When was tenth amendment passed




















Supreme Court rules unanimously in United States v. Supreme Court strikes down a Connecticut law forbidding the use of contraceptives because it restricts the right of marital privacy. Although the Bill of Rights does not actually mention privacy, the Court concludes that it is a natural extension of the rights mentioned in the First, Third, and Fourth Amendments.

The Court points to the Ninth Amendment as further evidence that a right does not need to be spelled out in the Constitution to be considered fundamental. In Roe v. Wade , the U. Supreme Court rejects a Texas law that outlaws abortion because it restricts the right to privacy. In Richmond Newspapers, Inc. Virginia , the U. Although that right is not specifically listed in the Constitution, the Court finds the history of the Bill of Rights makes its ruling proper.

In United States v. Lopez , the U. Supreme Court grants the states more rights. It rules that Congress overstepped its authority under the commerce clause when it passed the Gun-Free School Zones Act.

To uphold a law that determined the punishment for gun possession and gun use near schools, the Court rules, would convert the commerce clause authority into general police power held only by the states under the Tenth Amendment.

A federal gun control law, known as the Brady Law, imposes on local authorities the obligation to perform mandatory background checks of potential gun buyers. Along similar lines, the Court invoked the Eleventh Amendment to limit the ability of Congress to subject states to suit in federal court, even for claims that the states were violating federal law. Even while reinvigorating the Tenth Amendment in New York v.

In its current incarnation, however, the function of the Tenth Amendment is to impose a non-textual limit on the use of federal power. The Court has held that even when the federal government is regulating interstate commerce, as authorized by Article I, section 8 of the Constitution, the federal government still may not invade certain protected enclaves of state sovereignty.

For example, in New York v. United States , the Court held that the Tenth Amendment prohibited Congress from enacting a comprehensive plan for the disposal of radioactive waste that required states to assume responsibility for the disposal of waste within their borders. That reading runs counter to the text of the Tenth Amendment.

By way of policy justification, the Court has suggested that it must draw clear lines between domains of state and federal authority. The blurring of federal and state functions, the Court asserts, would undermine the accountability of government officials. The citizens would not know to which government entity they should address policy concerns.

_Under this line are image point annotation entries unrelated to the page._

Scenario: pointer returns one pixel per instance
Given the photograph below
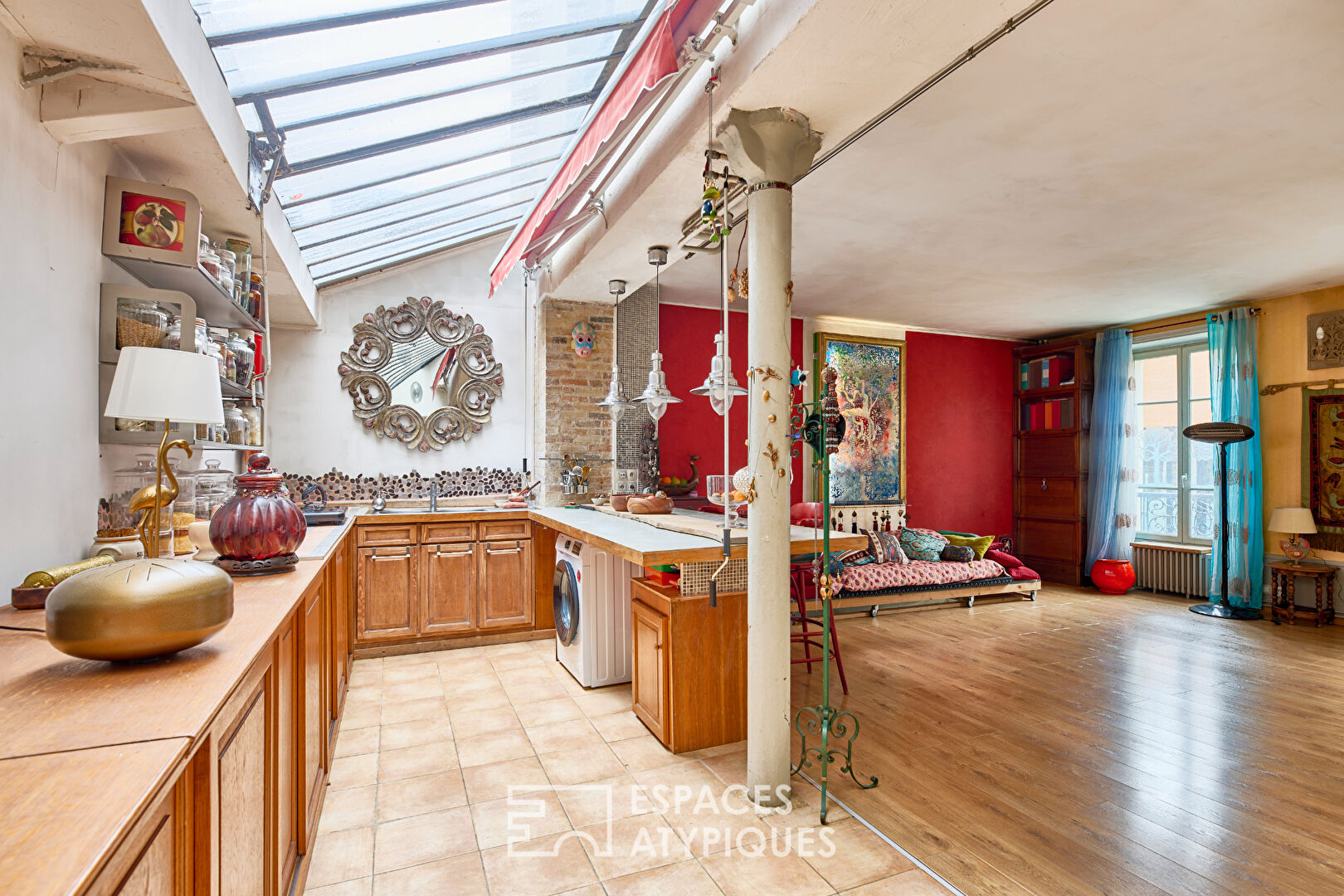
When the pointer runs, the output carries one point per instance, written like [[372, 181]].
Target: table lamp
[[1293, 522]]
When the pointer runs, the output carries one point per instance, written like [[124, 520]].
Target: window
[[1176, 499]]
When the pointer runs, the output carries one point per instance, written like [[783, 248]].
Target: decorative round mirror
[[421, 373]]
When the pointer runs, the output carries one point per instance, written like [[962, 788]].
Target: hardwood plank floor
[[1089, 744]]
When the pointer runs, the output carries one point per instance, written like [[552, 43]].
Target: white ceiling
[[1105, 163]]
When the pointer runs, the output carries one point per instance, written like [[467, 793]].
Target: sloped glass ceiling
[[410, 128]]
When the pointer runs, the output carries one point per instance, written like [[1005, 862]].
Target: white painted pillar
[[771, 148]]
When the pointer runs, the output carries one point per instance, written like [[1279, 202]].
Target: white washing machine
[[592, 594]]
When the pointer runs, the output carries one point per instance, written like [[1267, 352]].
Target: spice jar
[[140, 323]]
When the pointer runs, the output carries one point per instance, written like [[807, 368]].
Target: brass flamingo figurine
[[152, 499]]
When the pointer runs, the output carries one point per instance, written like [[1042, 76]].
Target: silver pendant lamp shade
[[656, 397], [616, 403]]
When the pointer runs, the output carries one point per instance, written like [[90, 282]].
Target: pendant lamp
[[616, 403], [656, 397]]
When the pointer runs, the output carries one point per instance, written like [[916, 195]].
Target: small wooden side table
[[1283, 581]]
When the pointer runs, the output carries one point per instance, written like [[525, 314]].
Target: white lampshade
[[1292, 522], [166, 384]]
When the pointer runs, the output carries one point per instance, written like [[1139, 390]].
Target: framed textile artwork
[[871, 464], [1322, 465]]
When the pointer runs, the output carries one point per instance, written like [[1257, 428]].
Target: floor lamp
[[1222, 434]]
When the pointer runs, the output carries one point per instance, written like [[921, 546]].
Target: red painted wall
[[958, 433], [686, 336]]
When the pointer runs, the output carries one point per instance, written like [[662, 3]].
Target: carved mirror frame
[[465, 411]]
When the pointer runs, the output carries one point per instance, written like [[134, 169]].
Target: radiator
[[1175, 568]]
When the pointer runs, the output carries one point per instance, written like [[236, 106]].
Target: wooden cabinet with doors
[[689, 666]]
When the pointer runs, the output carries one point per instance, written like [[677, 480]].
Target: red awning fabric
[[652, 62]]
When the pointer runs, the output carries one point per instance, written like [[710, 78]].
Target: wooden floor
[[1093, 744]]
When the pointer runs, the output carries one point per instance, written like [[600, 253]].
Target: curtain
[[1233, 338], [1113, 485]]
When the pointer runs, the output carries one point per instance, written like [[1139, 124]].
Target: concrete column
[[771, 148]]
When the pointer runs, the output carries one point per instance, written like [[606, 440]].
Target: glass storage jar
[[140, 323]]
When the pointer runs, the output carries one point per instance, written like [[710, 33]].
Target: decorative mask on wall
[[421, 373], [583, 338]]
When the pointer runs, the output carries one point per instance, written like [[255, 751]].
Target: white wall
[[51, 257], [311, 426]]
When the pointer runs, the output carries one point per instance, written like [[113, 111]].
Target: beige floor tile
[[582, 765], [598, 801], [360, 887], [541, 867], [460, 876], [632, 845], [491, 748], [912, 883], [413, 762], [519, 818], [682, 879], [619, 726], [353, 772], [420, 796], [641, 754], [416, 733], [357, 740], [859, 856], [340, 856], [422, 839], [413, 709], [745, 874], [548, 712], [347, 809], [533, 692], [563, 735], [485, 722], [494, 779]]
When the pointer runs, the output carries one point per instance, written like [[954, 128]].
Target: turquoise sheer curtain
[[1113, 485], [1233, 340]]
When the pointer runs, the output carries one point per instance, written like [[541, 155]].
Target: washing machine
[[592, 596]]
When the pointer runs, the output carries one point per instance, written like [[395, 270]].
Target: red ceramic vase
[[1113, 577], [258, 528]]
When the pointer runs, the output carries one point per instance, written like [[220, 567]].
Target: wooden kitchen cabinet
[[387, 590]]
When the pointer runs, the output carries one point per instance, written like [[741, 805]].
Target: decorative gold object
[[139, 609]]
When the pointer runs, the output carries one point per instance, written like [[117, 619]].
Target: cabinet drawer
[[387, 533], [446, 533], [505, 529], [1050, 496]]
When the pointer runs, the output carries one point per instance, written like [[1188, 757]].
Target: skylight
[[411, 128]]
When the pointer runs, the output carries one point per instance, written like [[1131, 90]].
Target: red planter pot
[[1113, 577]]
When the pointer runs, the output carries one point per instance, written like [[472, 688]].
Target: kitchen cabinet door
[[448, 589], [650, 670], [504, 587], [387, 594]]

Scholars have questioned the empirical underpinnings of this line of argument. Are people really so easily confused? Moreover, given the extensive overlap of state and federal power in so many areas, how important is it that some area of state exclusivity be maintained? Citizens would need a fairly sharp sense of discernment to know which would be the few areas in which the federal government was immune from responsibility.

The basic problem is that the language of the Tenth Amendment appears to assume a clear demarcation of state and federal domains of authority. The areas of society subject to federal regulation have grown significantly over time. The good news is that federalism is alive and well in the United States today.

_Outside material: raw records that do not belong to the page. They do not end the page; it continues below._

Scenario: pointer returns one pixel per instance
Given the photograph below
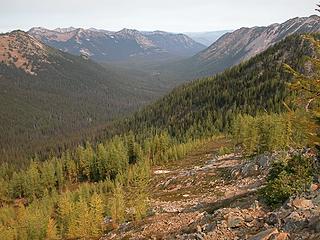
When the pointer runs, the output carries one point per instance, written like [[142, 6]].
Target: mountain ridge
[[234, 47], [104, 45]]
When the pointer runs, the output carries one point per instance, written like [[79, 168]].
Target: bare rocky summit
[[103, 45]]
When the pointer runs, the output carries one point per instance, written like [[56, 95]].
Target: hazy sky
[[168, 15]]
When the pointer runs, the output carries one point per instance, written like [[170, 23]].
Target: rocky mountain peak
[[23, 51]]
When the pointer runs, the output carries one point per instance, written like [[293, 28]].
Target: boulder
[[279, 236], [302, 203], [273, 219], [314, 187], [294, 222], [234, 221], [314, 223], [264, 235]]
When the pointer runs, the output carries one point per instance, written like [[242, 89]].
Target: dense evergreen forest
[[257, 85], [65, 100], [69, 195]]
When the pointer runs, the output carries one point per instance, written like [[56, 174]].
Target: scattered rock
[[314, 187], [273, 219], [234, 221], [301, 203], [248, 218], [314, 223], [294, 222], [264, 235], [279, 236]]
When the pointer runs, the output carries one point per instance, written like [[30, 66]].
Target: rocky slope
[[207, 38], [102, 45], [212, 196], [242, 44]]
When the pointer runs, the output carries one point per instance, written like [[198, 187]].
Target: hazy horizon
[[178, 16]]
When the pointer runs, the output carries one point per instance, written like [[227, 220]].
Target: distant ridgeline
[[199, 108], [211, 103], [49, 98]]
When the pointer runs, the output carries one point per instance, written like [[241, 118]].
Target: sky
[[167, 15]]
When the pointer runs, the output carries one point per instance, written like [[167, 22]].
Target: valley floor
[[207, 196]]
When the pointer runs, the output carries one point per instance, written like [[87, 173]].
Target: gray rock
[[234, 221], [314, 223], [294, 222], [273, 219], [264, 235]]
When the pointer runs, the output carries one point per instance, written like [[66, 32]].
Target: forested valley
[[260, 105]]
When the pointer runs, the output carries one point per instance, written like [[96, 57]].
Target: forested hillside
[[234, 47], [257, 85], [90, 191], [50, 98]]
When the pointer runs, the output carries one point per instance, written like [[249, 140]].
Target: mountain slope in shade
[[102, 45], [47, 94], [259, 84], [242, 44]]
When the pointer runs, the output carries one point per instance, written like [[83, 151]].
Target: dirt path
[[184, 194]]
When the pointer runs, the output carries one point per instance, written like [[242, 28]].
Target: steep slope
[[102, 45], [207, 38], [242, 44], [47, 95], [211, 103]]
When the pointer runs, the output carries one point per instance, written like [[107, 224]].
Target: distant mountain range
[[257, 85], [47, 94], [127, 44], [240, 45], [207, 38]]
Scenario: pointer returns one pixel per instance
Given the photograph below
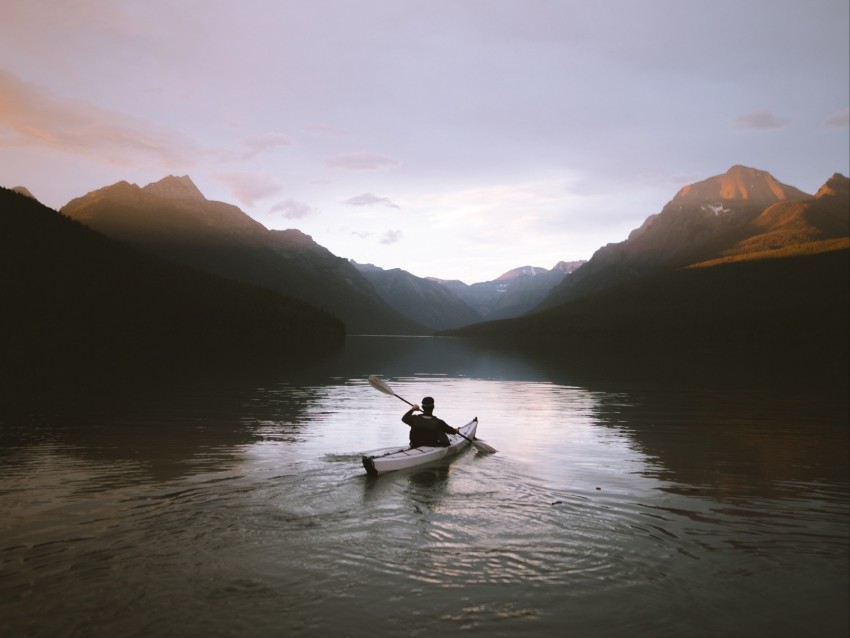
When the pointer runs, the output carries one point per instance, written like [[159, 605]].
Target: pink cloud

States remain vital centers of policy debate and experimentation. State and federal power intersects and overlaps in many ways that promote the well-being of the people. Federal and state courts and legislatures engaged in a dialogue that eventually resulted in the recognition of a national right. However, this federalism does not rely on outdated notions of exclusive areas of state sovereignty. For the moment, these exclusive state domains remain relatively small, offering little resistance to the exercise of enumerated federal powers.

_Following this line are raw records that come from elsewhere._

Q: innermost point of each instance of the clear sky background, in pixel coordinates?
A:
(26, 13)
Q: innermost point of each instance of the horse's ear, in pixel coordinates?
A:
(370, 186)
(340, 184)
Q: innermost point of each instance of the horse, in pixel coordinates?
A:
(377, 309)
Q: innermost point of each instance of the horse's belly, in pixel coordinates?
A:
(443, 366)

Should the Court expand these enclaves, however, current Tenth Amendment doctrine would become a more significant, and pernicious, force. The Tenth Amendment formally changed nothing in the Constitution. As the joint statement indicates, no law that would have been constitutional before ratification of the Tenth Amendment is unconstitutional afterwards. The Tenth Amendment simply makes clear that institutions of the federal government exercise only limited and enumerated powers — and that principle infused the entire idea and structure of the Constitution from onwards.

As a number of prominent Federalists pointed out during the ratification debates, this carefully targeted authorization to limit speech cuts strongly against any more general national power in the area. As the Federalists argued to tedium, the whole Bill of Rights was mostly just a big exclamation point.

The 10th Amendment says that the federal government has only those powers specifically granted by the Constitution. By Dec. The amendments are meant to secure individual liberties and to maintain the balance of power between the federal government and the states. The 10th Amendment states that powers not delegated to the federal government belong to the states.

Although not specified in the 10th Amendment, the U. The Kentucky Legislature passes the resolutions. In McCulloch v. Maryland , the U. After being passed by Congress, the 13th Amendment is sent to the states on Feb.

The amendment is ratified on Dec. In Collector v. Day , the U. New York.